入れ替わるように現れたのは、赤みがかった長髪に、鋭く整った顔立ちの少女。ギルドの冒険者の実力者の一人、《ルア》と呼ばれる存在だった。
「やっぱり戦いやすいのはルアね。――さて、行きましょうか」
サティは変異した姿のまま、足音を殺しながらダンジョンの深部へと歩き出す。
この姿であれば、万が一ギルド関係者と遭遇しても正体はバレない。
目的は、ダンジョンの最深部を制圧し、ギルドに痕跡を残さず立ち去ること──それが《死神》として、そして受付嬢として生き残る最善手だった。
* * *
その頃、最深部──ボス部屋の前。
《白金の盾》のジェイルと《黄金の剣》のガイは、封印された扉の前で小声で話していた。
「……《死神》はまだ来ないのか?」
ガイの言葉に、ジェイルは腕を組みながら応じた。
「このダンジョンに潜ってから、もうすぐ一時間は経つ。さすがにそろそろ来てもいい頃だが……」
「すぐ来るわけねぇよ。あいつ、常に警戒してる。罠があるかもしれないってな」
「……それもそうだな」
ガイが軽く肩をすくめる。
「そろそろ、俺たちも隠れてた方がいいんじゃねえか?」
「……同感だ」
ジェイルは頷き、二人はそれぞれの隠密スキルを起動。
魔力の気配を断ち、扉の影に身を潜めた。
……と、次の瞬間だった。
「やっと、ボス部屋ですねー!」
明るい声がダンジョンの奥から響いてきた。
ジェイルはその声に、一瞬で全神経を集中させた。
(今の声……!?)
扉の前に現れたのは、一人の少女。
肩まで伸びた栗色の髪、快活な表情、軽装の鎧──サティの後輩受付嬢、ルリ・ノイエだった。

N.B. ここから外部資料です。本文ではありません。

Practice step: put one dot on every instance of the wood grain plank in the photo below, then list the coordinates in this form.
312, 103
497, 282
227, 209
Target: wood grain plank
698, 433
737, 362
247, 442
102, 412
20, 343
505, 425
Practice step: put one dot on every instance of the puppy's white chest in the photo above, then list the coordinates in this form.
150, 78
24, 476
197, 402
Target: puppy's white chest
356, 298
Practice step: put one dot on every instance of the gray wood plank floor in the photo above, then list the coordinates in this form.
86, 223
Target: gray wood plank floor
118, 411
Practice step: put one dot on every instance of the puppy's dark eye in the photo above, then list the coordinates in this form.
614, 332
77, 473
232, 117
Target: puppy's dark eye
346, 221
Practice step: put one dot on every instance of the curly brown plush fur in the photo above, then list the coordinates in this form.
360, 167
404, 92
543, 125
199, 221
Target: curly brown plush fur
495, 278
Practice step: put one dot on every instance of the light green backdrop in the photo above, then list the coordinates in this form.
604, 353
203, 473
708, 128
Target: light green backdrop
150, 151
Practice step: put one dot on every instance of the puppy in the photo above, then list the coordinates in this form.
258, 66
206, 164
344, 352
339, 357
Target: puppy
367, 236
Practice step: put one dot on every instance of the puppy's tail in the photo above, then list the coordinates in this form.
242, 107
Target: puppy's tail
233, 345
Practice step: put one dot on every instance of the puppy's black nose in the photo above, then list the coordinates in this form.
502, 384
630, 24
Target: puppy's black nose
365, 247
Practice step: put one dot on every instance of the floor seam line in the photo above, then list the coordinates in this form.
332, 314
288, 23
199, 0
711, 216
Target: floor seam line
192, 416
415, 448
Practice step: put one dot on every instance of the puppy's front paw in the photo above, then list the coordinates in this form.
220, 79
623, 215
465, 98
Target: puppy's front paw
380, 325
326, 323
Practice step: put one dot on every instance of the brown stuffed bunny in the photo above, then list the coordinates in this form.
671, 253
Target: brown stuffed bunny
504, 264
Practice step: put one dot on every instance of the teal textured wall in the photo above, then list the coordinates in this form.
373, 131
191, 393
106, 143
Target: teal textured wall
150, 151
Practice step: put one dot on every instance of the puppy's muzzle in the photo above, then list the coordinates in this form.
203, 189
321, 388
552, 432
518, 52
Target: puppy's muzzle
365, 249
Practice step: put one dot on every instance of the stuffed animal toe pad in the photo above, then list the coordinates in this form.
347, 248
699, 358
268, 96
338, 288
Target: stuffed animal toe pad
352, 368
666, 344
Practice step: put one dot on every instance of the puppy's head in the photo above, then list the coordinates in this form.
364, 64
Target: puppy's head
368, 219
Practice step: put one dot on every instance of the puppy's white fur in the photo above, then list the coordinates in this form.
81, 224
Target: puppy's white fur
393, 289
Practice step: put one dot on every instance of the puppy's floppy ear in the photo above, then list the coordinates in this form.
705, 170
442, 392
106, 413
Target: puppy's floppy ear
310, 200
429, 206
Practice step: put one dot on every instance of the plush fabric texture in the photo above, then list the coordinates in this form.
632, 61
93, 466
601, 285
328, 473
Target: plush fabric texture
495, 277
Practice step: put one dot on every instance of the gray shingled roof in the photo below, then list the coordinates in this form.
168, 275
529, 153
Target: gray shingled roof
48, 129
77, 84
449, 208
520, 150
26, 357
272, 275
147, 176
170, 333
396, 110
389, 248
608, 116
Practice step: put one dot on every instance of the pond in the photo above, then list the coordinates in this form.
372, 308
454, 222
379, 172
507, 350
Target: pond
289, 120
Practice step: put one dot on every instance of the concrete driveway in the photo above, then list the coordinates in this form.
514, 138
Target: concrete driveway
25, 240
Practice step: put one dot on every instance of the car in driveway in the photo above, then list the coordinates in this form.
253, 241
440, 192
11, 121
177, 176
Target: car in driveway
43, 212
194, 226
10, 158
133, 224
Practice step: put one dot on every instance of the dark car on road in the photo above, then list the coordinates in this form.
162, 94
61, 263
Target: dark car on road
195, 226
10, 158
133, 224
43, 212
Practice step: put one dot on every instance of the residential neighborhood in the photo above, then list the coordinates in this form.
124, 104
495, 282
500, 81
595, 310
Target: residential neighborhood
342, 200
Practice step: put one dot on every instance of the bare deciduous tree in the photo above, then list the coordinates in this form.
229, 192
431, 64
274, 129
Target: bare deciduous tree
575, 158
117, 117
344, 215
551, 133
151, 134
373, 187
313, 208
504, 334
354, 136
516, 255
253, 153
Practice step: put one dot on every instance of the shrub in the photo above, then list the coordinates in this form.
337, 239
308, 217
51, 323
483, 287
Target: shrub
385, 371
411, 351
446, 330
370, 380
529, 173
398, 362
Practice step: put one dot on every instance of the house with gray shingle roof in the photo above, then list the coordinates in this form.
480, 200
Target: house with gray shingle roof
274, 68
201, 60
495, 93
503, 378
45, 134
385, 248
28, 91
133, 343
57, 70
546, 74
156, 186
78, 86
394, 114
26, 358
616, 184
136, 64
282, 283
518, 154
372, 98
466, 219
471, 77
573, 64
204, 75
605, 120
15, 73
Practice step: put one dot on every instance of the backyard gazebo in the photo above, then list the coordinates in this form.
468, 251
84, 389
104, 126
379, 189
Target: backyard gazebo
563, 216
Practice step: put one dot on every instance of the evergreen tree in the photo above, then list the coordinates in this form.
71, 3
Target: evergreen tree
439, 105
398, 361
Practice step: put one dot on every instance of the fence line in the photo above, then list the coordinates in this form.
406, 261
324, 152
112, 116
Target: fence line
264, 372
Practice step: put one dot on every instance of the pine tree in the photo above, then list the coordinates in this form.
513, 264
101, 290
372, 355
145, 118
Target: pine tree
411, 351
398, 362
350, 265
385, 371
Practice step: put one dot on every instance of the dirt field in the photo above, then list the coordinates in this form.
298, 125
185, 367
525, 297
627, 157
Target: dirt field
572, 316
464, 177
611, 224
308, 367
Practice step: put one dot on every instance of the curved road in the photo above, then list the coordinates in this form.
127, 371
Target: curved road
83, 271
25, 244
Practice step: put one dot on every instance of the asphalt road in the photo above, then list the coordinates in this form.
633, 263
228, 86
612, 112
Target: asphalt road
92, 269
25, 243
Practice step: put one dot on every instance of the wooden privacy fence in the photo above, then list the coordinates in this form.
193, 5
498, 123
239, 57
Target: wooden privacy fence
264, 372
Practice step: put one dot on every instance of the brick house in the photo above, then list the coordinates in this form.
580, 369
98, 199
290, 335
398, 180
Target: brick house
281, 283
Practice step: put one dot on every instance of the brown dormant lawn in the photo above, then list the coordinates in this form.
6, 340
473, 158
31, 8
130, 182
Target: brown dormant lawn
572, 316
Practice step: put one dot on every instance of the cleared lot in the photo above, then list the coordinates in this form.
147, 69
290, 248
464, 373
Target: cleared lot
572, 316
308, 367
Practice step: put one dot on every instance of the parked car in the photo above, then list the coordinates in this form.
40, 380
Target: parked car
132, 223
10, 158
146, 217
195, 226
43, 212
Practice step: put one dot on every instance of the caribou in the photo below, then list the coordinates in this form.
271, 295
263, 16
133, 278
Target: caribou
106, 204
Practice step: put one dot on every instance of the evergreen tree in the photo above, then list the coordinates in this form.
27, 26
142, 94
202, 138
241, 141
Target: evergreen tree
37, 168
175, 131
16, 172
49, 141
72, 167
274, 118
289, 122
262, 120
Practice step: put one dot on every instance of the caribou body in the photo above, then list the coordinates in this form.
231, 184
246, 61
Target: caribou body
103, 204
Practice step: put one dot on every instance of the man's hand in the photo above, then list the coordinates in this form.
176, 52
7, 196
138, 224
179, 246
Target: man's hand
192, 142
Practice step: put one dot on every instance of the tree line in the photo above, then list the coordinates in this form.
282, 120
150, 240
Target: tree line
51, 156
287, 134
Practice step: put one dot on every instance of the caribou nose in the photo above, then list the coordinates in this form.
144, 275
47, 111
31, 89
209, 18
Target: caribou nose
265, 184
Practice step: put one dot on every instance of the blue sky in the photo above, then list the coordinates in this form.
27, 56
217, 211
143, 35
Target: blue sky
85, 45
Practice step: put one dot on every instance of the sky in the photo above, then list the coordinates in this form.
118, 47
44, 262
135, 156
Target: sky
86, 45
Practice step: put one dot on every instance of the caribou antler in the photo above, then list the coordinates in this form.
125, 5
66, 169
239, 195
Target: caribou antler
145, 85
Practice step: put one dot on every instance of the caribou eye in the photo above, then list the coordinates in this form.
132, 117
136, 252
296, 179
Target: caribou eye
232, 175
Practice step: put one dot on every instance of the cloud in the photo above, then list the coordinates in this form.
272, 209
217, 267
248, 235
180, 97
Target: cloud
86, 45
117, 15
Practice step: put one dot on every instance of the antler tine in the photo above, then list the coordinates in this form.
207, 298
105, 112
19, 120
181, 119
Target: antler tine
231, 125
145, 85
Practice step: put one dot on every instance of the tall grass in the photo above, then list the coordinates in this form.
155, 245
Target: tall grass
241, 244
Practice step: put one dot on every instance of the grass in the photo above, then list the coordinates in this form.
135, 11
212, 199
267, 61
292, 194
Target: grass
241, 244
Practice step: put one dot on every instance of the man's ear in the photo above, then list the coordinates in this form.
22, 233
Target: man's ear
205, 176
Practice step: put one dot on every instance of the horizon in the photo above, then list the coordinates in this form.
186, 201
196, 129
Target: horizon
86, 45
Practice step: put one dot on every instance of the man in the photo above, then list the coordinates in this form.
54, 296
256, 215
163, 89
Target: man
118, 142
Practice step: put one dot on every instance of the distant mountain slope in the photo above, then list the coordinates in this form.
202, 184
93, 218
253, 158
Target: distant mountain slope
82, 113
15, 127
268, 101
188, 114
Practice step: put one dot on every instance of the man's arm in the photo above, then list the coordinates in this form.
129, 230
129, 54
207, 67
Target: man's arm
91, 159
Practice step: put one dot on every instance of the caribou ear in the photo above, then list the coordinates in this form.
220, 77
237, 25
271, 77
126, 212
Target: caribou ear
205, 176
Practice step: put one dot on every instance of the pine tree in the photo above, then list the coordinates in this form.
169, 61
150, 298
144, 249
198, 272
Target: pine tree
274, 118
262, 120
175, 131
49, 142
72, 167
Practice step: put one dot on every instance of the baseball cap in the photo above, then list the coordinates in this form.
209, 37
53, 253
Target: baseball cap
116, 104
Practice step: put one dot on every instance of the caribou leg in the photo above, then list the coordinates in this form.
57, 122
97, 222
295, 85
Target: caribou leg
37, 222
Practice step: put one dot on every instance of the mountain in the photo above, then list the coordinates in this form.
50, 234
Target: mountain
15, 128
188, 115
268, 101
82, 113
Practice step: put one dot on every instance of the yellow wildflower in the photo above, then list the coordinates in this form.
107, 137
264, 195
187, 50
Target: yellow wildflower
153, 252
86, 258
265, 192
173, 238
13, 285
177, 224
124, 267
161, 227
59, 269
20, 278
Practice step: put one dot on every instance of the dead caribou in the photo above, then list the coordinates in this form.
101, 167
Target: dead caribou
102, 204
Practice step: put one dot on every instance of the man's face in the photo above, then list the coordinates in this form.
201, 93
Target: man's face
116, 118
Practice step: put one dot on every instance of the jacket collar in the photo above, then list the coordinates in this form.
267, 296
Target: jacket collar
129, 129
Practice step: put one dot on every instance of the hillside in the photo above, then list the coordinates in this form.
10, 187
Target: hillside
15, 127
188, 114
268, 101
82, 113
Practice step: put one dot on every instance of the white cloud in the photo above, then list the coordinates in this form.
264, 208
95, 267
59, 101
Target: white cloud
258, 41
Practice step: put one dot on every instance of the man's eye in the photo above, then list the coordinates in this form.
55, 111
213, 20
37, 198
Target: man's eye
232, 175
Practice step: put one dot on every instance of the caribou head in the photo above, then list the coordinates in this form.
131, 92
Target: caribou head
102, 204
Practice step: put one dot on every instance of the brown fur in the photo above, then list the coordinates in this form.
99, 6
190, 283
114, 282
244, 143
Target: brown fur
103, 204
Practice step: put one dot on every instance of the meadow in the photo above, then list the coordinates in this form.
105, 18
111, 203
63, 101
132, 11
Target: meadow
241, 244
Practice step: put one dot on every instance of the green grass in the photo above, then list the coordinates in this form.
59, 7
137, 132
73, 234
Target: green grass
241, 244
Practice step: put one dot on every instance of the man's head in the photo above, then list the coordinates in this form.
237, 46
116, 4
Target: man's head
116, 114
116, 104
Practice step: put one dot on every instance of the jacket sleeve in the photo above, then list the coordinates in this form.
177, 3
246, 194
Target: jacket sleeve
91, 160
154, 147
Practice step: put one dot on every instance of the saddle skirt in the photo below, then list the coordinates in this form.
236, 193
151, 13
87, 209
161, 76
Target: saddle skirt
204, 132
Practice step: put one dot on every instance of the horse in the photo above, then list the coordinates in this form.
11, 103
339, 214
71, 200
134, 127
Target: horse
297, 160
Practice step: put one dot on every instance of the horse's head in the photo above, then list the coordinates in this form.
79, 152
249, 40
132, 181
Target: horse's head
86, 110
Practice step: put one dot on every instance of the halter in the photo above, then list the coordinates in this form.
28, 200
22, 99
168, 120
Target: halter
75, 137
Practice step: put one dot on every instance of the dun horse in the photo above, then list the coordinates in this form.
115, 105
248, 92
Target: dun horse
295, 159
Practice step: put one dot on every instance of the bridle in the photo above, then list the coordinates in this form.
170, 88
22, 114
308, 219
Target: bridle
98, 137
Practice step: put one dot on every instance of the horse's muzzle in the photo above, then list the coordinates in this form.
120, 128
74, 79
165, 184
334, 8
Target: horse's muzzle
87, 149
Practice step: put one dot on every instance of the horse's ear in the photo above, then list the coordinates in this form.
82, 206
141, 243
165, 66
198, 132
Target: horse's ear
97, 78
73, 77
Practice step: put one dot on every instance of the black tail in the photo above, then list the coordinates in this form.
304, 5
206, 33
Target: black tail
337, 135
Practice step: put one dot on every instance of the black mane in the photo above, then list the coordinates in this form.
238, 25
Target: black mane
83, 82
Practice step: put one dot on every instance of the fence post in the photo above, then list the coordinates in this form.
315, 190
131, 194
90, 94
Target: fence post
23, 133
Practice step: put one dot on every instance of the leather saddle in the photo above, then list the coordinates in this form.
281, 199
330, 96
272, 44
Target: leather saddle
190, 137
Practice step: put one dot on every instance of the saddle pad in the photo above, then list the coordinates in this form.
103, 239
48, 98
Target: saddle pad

(なぜ彼女がここに? まさか、彼女が……《死神》?)
驚きと混乱の中、ジェイルは言葉を発することができなかった。
「さーて、早めに終わらせましょうか!」
ルリ──否、その姿を借りたサティは軽くストレッチをすると、何の躊躇もなくボス部屋の扉を開け放った。
扉の向こうから、重くうねるような魔物の咆哮が響く。
ジェイルとガイは、まだその場から動けずにいた。
ただの受付嬢であるはずのリルが、なぜ一人でここに?
そして──彼女は、本当に《死神》なのか?
罠を張る者と、罠をかいくぐる者。
すれ違い、交錯し、真実は霧の中。
そして今、またひとつ新たな戦いが始まろうとしていた──。